Vele malen meldt hij de ontvangst van betalingen in contant geld door Lippens ‘om sijn wercklieden te betaelen’. Het gaat dan om grote bedragen, van meer dan honderd ponden Vlaams courant per keer. De betaling aan De Meijer van deze gelden voor de arbeiders gebeurde te Moerbeke of te Brugge, mogelijk ook wel op de hofstede in het Hazegras zèlf. Een enkele maal zette Lippens een vertrouwde knecht in om het geld naar het Hazegras te brengen en aan De Meijer te overhandigen. Ieder jaar werd in de eerste dagen van mei afgerekend tussen Lippens en zijn casteleijn. Over de periode van 1 januari 1788 tot 10 mei van dat jaar noteert De Meijer £410:14:8 aan uitgaven en £333:3:3 aan inkomsten. Op 16 mei 1789 is er over het hele voorgaande jaar £1644:15:11 uitgegeven en £1626:1:8 ontvangen; De Meijer is dan nog £18:14:3 schuldig aan Lippens. Op 10 mei 1790 bedragen de totale uitgaven over het afgelopen jaar £1518:3:7, de inkomsten £1481:2:8. Met de £52:10:0 die De Meijer als ‘pensioen ofte diensthuer’ tegoed heeft, maakt dat een door Lippens te betalen bedrag van £90:10:11 uit. Dit wordt nog diezelfde dag uitbetaald.

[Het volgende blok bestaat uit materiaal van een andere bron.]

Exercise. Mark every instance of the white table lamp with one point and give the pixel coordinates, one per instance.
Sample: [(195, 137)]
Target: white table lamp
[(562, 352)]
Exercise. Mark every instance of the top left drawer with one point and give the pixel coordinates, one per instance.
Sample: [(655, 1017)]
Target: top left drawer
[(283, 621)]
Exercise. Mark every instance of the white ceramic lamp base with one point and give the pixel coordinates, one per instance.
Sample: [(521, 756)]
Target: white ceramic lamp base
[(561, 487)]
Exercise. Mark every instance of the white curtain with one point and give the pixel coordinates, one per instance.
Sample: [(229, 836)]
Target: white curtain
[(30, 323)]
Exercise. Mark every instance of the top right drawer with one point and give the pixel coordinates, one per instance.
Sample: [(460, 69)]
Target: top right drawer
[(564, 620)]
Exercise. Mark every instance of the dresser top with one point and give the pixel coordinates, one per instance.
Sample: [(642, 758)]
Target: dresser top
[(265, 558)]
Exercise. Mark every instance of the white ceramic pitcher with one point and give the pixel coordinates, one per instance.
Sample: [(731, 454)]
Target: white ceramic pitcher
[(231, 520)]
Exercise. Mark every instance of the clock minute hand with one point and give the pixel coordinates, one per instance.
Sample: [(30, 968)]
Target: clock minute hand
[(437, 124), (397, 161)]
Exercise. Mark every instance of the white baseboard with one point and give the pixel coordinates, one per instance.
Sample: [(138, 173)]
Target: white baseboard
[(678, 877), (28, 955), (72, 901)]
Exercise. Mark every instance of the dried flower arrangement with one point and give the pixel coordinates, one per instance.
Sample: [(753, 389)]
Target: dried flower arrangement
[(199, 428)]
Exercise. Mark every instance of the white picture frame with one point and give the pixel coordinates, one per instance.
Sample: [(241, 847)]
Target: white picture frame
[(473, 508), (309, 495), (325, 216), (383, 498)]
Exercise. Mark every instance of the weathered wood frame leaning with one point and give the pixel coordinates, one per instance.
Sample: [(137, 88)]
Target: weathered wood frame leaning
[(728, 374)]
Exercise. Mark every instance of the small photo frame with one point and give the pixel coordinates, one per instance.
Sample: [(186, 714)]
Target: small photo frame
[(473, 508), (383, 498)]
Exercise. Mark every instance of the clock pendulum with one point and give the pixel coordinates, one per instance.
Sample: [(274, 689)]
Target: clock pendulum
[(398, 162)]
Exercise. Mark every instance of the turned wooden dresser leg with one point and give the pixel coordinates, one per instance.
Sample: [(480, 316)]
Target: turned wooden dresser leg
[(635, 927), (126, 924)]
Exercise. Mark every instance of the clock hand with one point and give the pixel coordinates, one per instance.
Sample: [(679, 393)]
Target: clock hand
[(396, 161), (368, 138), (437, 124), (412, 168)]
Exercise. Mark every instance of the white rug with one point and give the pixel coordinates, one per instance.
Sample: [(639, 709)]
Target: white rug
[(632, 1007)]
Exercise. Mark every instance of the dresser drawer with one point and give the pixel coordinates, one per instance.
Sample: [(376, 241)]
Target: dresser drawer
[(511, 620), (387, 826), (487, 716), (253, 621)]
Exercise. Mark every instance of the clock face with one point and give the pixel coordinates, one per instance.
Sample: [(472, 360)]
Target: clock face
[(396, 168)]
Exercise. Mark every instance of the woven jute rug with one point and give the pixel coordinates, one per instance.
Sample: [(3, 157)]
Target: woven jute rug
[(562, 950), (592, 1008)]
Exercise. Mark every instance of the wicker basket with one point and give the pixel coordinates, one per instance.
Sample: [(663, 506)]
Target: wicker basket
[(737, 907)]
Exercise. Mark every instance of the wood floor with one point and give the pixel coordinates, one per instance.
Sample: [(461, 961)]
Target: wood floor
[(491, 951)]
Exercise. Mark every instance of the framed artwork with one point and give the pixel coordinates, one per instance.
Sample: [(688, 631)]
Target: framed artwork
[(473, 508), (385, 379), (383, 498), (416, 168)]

Beëindiging van het kasteleinschap door De Meijer
Na zes jaar kastelein geweest te zijn op de hofstede in het Hazegras is Francies de Meijer blijkbaar op zoek gegaan naar een zelfstandiger bestaan als landbouwer voor eigen rekening. Dat verbaast niet: hij was tenslotte afkomstig uit een familie van Oost-Vlaamse polderboeren en zocht nu een vergelijkbare maatschappelijke positie. Op 22 oktober 1790 - hij is dan 33 jaar oud - vraagt hij dan ook ontslag als kastelein en wel met ingang van mei 1792, anderhalf jaar later dus. Dat ontslag (opzeg) werd hem verleend en in mei 1792 vestigt hij zich op een hof in de Autrichepolder onder Westdorpe in Staats-Vlaanderen. Op 29 mei 1792 gaat hij vandaar nog eens naar Moerbeke om alle rekeningen met Lippens te vereffenen. Een en ander ging blijkbaar in goede harmonie, zoals de Knokse hoofdman Nachtegaele c.s. ook inderdaad in het getuigschrift dat zij voor hem schreven meedelen. Lippens zal inderdaad goede ervaringen met hem gehad hebben en hem volledig vertrouwd hebben, want later dat jaar, op 5 november 1792, ontvangt De Meijer nog gelden van hem om diens werkvolk in Canisvliet (een polder onder Westdorpe in Staats-Vlaanderen) te betalen.[24] Als kastelein in het Hazegras wordt hij opgevolgd door zijn volle neef, Jacobus Franciscus Lampaert, die bij hem in het Hazegras in de leer was geweest.[25]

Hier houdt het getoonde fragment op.